Lee O’Leary, managing director of Swiss family-owned bank Hottinger’s London operation, argues the wealth management industry has been unduly hurt by a string of misdemeanours in broader financial services.
While private client businesses have experienced far less in the way of scandals, they have been tarred with the same brush as big banks, O’Leary argues.
‘It’s a shame because we have seen these situations and the private client side is pretty much unscathed, but tarnished by it,’ he says.
‘Some clients will say to a very good investment manager “it’s a shame you work for them”. But it’s not the individual they are concerned about, it’s the institutions, and we can’t control the institutions.
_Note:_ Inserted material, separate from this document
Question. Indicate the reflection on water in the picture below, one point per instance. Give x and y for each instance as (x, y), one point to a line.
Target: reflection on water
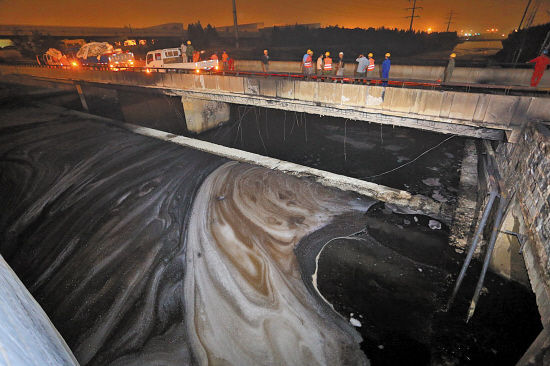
(144, 252)
(477, 49)
(247, 304)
I think the private client side has been tarnished unfairly because they tend not to have been involved in those situations.’
As the family-backed business holds no client money itself and lacks the teams of product-pushing salesmen and advisers that have caused problems for other players, O’Leary believes the firm is not subject to short-term pressures like others.
‘We don’t have those high level pressures on us. The Hottinger family has been very supportive; I have no real pressures from them.’
Against this backdrop, O’Leary is seeing increased interest from prospective clients wishing to have their investments managed by a Swiss player.
‘We have done absolutely no marketing, we have no public side of it. We are a very discreet organisation. The [Hottinger] family want us to be that way and we want to be that way,’ he says.
O’Leary was working as a director and senior asset manager at Julius Baer, with over 30 years’ experience under his belt, when he was approached by the investment arm of Swiss private bank Hottinger to set up a London office to complement its New York and Luxembourg operations.